Back pain is one of the leading causes of work-related sickness absence. Approximately 40% of people experience lower back pain at some point in their adult life. Acute episodes are usually less than 6 weeks in duration, while chronic lower back pain can last for more than 12 weeks.
There can be various causes ranging from strains in the muscles of the back, or a structural problem like a damaged vertebral disc which can result in a pinched or irritated nerve. Back pain can also be a symptom indicating a kidney infection. Western medical treatment in the acute phase is generally by pain relief with Paracetamol, and anti-inflammatories such as Diclofenac. In the long term physiotherapy is used to encourage, through exercises, the strengthening of the muscles of the back.

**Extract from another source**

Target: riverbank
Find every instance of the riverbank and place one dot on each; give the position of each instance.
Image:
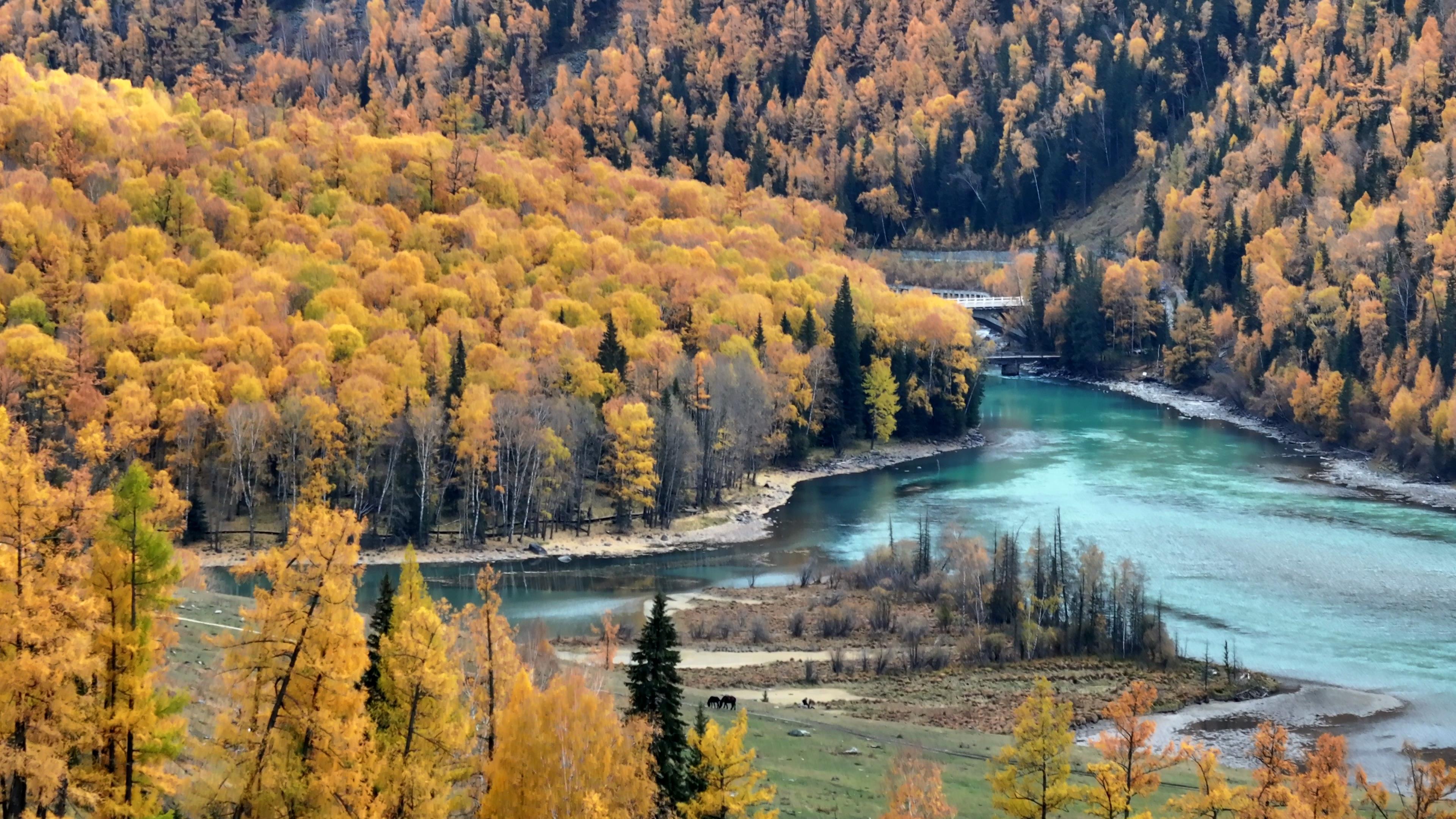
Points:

If backpain is persistent and non specific traditional acupuncture may be of help. In fact the use of traditional acupuncture in the treatment of low back pain received a significant endorsement in May 2009 when the National Institute of clinical Excellence, NICE published a guidance paper for GP’s recommending that they offer a course of 10 sessions of acupuncture as a first line treatment for persistent, non specific lower back pain, http://www.nice.org.uk/CG88
Traditional acupuncture regards symptoms like back pain as an indication that the body’s qi is out of balance in some way. The nature and extent of the imbalance is determined through diagnosis, and this is achieved through asking the patient to relate the history of the complaint, the nature of the symptoms, and information about what improves or aggravates them.
Treatment can be directed at either the root of the imbalance in the qi or the outward manifestation. In the case of lower back pain there are specific acupuncture points which can address the root or systemic cause of the problem; or points which can be used to alleviate the immediate pain and inflammation. It s not unusual to treat both the systemic cause and the outward manifestation in the same treatment.
The British Acupuncture Council has produced a number of research Fact Sheets on how acupuncture can help with a number of conditions, and discuss briefly the research available. The Fact Sheet dealing with back pain can be found at http://www.acupuncture.org.uk/a-to-z-of-conditions/a-to-z-of-conditions/back-pain.html and generally shows that acupuncture is significantly better than no intervention, and at least as effective as the standard Western medical interventions.